Fiery Turkish criticism against Austrian novelist overshadows Nobel ceremony
A flurry of condemnation by senior Turkish officials and Balkan countries overshadowed the Nobel Prize in Literature award ceremony on Tuesday over the winner's controversial stance on the Bosnian genocide.
Turkey, Albania, Croatia and Kosovo declared this week that they would boycott the award ceremony due to Austrian novelist Peter Handke’s close relationship with Slobodan Milosevic, the late Serbian president who presided over wars and massacres in the conflicts that accompanied the partition of Yugoslavia.
Handke has denied that a genocide was carried out by Serbian forces at Srebrenica in 1995, when more than 8,000 Bosniaks were killed, despite the United Nations recognising it as such.
“Presenting the Nobel Prize in Literature to a racist person is actually a reward to human rights violations,” Turkish President Recep Tayyip Erdogan said on Tuesday.
“This has revealed what the Nobel really is. The Nobel is a totally ideological and political institution. It doesn’t have any value to me," he added.
'Presenting the Nobel Prize in Literature to a racist person is actually a reward to human rights violations'
- Recep Tayyip Erdogan
"If they present me the prize, I would turn it down.

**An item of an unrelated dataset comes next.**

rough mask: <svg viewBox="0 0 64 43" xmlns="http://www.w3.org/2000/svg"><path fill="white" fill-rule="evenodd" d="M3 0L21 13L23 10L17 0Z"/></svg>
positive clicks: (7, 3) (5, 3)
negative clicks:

Awarding this prize to a murderer means uniting with oppression.”
The 77-year-old writer in a press conference last week refused to talk about his stance on the Bosnian genocide.
“I prefer toilet paper, an anonymous letter with toilet paper inside, to your empty and ignorant questions,” he told a journalist enquiring about the author's opinions on the matter.
One Nobel committee member has already resigned over the controversy and several demonstrations are expected on Tuesday in Stockholm, where Handke will receive his prize from Sweden's King Carl XVI Gustaf at a formal ceremony.
Meanwhile, Aziz Sancar, the Turkish 2015 Nobel Laureate in Chemistry, reacted to Handke's award by telling a Turkish newspaper that he hung a picture of Bosnian coffins in the entrance of his office to remind himself of the genocide.
"I have read in the western press that Serbians described Bosnians as Turks and they believed that they were killing Turks during the genocide. I still carry on with this agony," he said.
Since the partition of Yugoslavia in the 1990s, Turkey and Bosnia have had close relations.
Ankara participated in the Nato intervention against Serbian forces during the Yugoslav war, and an estimated two million Turkish citizens are thought to have Bosnian backgrounds.
Though Turkey ferociously attacks suggestions that Bosnians were not victims of genocide, it faces widespread criticism for its own refusal to label the mass killings of Armenians in the early 20th century with the same category.
The US Senate is currently contemplating a bill that would recognise the Armenian Genocide, though Donald Trump's administration has been blocking the legislation since October in an attempt to placate Ankara.